Personas como palomas
Las palomas han pasado de simbolizar la paz a evocar la dureza de la convivencia en las urbes
En muchas ciudades del mundo cuesta recordar que la paloma sea el símbolo de la paz. No es nada nuevo, tal vez lo novedoso es que nos hayamos acostumbrado a convivir con palomas mutiladas. Y que, sin embargo, las sigamos dibujando blancas cuando las urbanas son grises. A lo mejor era eso, la paloma blanca va a terminar siendo como el mirlo blanco, algo que no existe.

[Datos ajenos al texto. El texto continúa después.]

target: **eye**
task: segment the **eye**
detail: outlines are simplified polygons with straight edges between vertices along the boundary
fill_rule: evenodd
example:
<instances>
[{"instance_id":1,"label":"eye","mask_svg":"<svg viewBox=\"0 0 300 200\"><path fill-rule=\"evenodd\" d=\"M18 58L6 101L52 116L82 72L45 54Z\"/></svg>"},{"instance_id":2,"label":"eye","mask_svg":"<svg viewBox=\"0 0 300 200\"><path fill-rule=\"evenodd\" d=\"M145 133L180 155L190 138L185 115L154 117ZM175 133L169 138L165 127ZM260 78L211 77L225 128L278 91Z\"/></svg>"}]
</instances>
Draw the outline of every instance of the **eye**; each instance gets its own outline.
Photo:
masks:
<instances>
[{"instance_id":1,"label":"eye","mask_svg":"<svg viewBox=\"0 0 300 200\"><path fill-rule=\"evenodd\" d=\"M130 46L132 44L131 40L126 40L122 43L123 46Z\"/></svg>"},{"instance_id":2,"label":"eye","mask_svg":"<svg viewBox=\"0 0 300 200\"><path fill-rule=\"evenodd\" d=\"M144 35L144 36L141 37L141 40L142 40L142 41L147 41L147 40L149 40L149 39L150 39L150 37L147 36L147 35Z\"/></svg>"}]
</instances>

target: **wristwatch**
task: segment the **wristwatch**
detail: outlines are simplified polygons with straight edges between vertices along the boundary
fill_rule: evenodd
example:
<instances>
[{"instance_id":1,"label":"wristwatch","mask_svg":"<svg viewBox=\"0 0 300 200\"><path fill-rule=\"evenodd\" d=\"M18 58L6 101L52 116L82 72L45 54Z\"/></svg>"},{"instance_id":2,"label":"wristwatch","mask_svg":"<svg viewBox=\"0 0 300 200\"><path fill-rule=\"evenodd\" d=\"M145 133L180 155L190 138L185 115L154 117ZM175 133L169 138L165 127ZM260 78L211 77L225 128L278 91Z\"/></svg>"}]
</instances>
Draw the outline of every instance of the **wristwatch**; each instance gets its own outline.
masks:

En un libro demoledor, que retrata la vida en el Soho londinense como escenario de la infelicidad de una mujer dedicada al cuidado de sus hijos, la desaparecida escritora Verity Bargate describió el momento en que se dio cuenta de que todas las palomas que veía por la calle estaban mutiladas. Sucede en la novela No, mamá, no, una obra pionera sobre la parte menos idílica de la relación madre-hijo y, sobre todo, sobre el deterioro de la convivencia marital, ahora rescatada por la editorial Alba. Bargate escribió: “Atravesé Trafalgar Square para echar la carta al correo, pues entonces todavía se podían franquear cartas después del mediodía del sábado, y de camino a casa me detuve a observar a las palomas. Cuando nos mudamos allí veía continuamente una paloma con las patas terriblemente deformadas; me causaba el tipo de placer que a veces siente la gente cuando un perro desconocido se le acerca meneando la cola, esa sensación de “no puedo ser tan malo, fijaos cómo ha reaccionado este perro”, imaginando en mi ingenuidad y arrogancia que esa paloma concreta me seguía. Después, naturalmente, me entré de que casi ninguna paloma de Londres tiene dedos en las patas, apenas unos muñones nudosos donde deberían estar las patas. Creo que es por culpa de una cosa que ponen en los alféizares de las ventanas para que no se acerquen, pero que, al parecer, solo hace desaparecer sus patas”. Bargate publicó No, mamá, no –la primera de sus tres novelas- tres años antes de morir en 1981.
Vaya por delante que a mí también me molestan las palomas. Con bastante frecuencia tengo que limpiar los alféizares de las ventanas que dan a la calle. Y no lo hago silbando de alegría. Sé que son un peligro para la salud, como tanto de lo que comemos y mucho de lo que bebemos y como el combustible de los coches que usamos, pero me parece relevante que la visión de las palomas mutiladas haya dejado de escandalizarnos. Fíjense en el pago que hemos recibido. Tras dejar de ver la mutilación en las palomas, los ciudadanos hemos sido expulsados de los alféizares, los bordillos y los escalones donde nos sentábamos a descansar, a dejar pasar la tormenta o a jugar con un niño. Con las calles del mundo blindándose con bolardos y los alféizares llenos de pinchos, ¿no podríamos encontrar otra manera de molestarnos menos los unos a los otros?